I wrote four custom rules covering shell execution, sensitive file reads, package manager execution (attackers installing tools), and service account token reads.

Attack Simulations

Running the simulations and watching alerts fire in real time is the most satisfying part of the project:

# Scenario 1 — shell in container
kubectl exec -n production $FRONTEND -- sh -c "echo attacker"
# → Falco: Warning Shell spawned in container

# Scenario 2 — credential harvesting
kubectl exec -n production $FRONTEND -- cat /etc/passwd
# → Falco: Error Sensitive file read in container (file=/etc/passwd)

# Scenario 3 — tool installation
kubectl exec -n production $FRONTEND -- apk --help
# → Falco: Error Package manager run in container (proc=apk)

Phase 6: Trivy Vulnerability Scanning

Falco catches attacks at runtime. Trivy catches them before they happen — at the point where a container image is built and pushed.

Trivy scans container images against the CVE database and reports vulnerabilities by severity. The CI integration is the critical piece: configuring exit-code: 1 on HIGH and CRITICAL findings means a vulnerable image fails the pipeline and never reaches the cluster.

- name: Run Trivy on image
  uses: aquasecurity/trivy-action@master
  with:
    image-ref: nginx:alpine
    format: sarif
    output: trivy-results.sarif
    severity: HIGH,CRITICAL
    exit-code: '1'

Results upload to the GitHub Security tab as SARIF, giving you a browsable vulnerability report tied to each commit.

One gotcha on Apple Silicon: Trivy’s secret scanning causes timeouts when analyzing images. Disabling it with --scanners vuln and pre-pulling images with docker pull before scanning resolved the issue.

The Setup Script

One thing I invested time in early was a setup.sh that rebuilds the entire cluster from scratch in a single command. This paid off many times over — every time we hit a configuration issue that required a cluster rebuild, it was a matter of minutes rather than an hour of manual steps.

The script runs preflight checks (verifying kind, kubectl, helm, envsubst, and Docker are all available), creates the cluster, installs Calico, and applies all six phases in order.
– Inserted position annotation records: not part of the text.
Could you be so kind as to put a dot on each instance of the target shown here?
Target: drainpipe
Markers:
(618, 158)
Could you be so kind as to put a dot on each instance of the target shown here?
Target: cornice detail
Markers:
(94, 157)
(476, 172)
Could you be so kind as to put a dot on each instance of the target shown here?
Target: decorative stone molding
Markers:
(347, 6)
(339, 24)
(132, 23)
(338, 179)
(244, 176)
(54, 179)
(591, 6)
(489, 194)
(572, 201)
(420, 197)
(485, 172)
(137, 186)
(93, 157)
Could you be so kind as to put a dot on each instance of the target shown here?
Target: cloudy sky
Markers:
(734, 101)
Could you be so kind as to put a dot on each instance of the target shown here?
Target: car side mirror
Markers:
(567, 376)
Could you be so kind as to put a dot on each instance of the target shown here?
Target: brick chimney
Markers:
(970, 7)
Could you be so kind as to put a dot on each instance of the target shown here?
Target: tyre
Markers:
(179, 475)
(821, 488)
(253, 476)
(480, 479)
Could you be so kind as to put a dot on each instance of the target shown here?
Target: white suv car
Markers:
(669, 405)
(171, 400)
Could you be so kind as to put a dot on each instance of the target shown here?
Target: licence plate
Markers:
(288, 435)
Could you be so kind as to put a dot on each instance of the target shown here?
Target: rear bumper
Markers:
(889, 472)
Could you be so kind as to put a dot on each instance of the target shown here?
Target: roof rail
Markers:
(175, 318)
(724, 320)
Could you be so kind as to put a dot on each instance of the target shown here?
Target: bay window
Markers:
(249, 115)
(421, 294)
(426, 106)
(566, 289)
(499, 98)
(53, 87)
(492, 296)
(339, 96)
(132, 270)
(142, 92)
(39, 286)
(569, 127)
It also handles idempotency — running it against an existing cluster tears it down first.

This kind of operational thinking — “how do I make this reproducible?” — is worth demonstrating in a portfolio project.

What I Learned

Layered security is the point. No single control is sufficient. The service account token attack is mitigated by three independent controls — automountServiceAccountToken: false, minimal RBAC permissions on the default SA, and a Falco rule that alerts if a token is read. All three must fail simultaneously for the attack to succeed.

Document the gaps honestly. The audit logging incompatibility with Apple Silicon, the Falco metadata enrichment limitation, the missing image signing — these are all documented in the security baseline as known gaps with accepted risk and remediation paths. Senior engineers respect honesty about what’s not solved far more than they respect pretending everything is perfect.
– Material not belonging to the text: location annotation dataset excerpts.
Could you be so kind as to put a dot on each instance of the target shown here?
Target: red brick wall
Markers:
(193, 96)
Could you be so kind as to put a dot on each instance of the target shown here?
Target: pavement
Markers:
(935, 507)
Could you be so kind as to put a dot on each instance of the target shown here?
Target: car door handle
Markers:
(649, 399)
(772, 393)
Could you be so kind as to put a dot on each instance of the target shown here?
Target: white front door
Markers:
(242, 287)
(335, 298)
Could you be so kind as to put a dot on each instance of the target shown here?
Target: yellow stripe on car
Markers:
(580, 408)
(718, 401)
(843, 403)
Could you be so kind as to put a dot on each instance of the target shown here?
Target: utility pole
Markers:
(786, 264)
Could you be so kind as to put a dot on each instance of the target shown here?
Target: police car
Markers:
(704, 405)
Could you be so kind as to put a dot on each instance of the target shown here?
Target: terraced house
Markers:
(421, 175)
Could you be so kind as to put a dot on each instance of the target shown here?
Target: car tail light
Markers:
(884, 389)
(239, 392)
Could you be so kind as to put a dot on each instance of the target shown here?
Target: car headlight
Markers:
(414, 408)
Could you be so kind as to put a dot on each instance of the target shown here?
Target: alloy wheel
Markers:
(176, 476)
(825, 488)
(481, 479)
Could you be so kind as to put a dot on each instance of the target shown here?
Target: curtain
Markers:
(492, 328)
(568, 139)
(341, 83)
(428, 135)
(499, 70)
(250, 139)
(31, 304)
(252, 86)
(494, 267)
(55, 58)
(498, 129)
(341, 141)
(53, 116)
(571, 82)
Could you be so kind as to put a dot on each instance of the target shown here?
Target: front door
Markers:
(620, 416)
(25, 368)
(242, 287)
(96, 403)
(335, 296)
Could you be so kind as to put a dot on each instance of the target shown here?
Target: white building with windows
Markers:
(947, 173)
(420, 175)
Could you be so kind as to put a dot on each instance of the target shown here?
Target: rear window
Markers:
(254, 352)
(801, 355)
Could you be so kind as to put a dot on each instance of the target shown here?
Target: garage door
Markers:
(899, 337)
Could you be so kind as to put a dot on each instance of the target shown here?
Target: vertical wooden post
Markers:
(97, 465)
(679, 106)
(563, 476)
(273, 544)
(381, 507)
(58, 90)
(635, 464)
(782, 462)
Verification output is the deliverable. For every control, the most important thing is proving it works. The kubectl auth can-i output for RBAC, the network policy test results, the Falco alert captures — these are the artifacts that demonstrate the controls actually enforce what you claim.

The environment matters. A significant amount of time in this project was spent working around Docker Desktop + Apple Silicon + kind compatibility issues. In a production environment on real Linux nodes, several things that required workarounds here (audit logging, Falco metadata, Trivy image scanning) would just work. Knowing the difference between “this is broken in my environment” and “this is fundamentally broken” is a valuable skill in itself.

The Full Stack

Each layer assumes the layer above it might fail. That’s what defense-in-depth means in practice.

Repository

The full project is available on GitHub, including all YAML manifests, the setup script, the attack simulation script, and the full documentation set (threat model, RBAC matrix, attack scenarios, security baseline).

If you’re building something similar and hit the Apple Silicon + kind audio logging issue, the two-layer mount pattern described in Phase 1 is the fix. Save yourself the hours.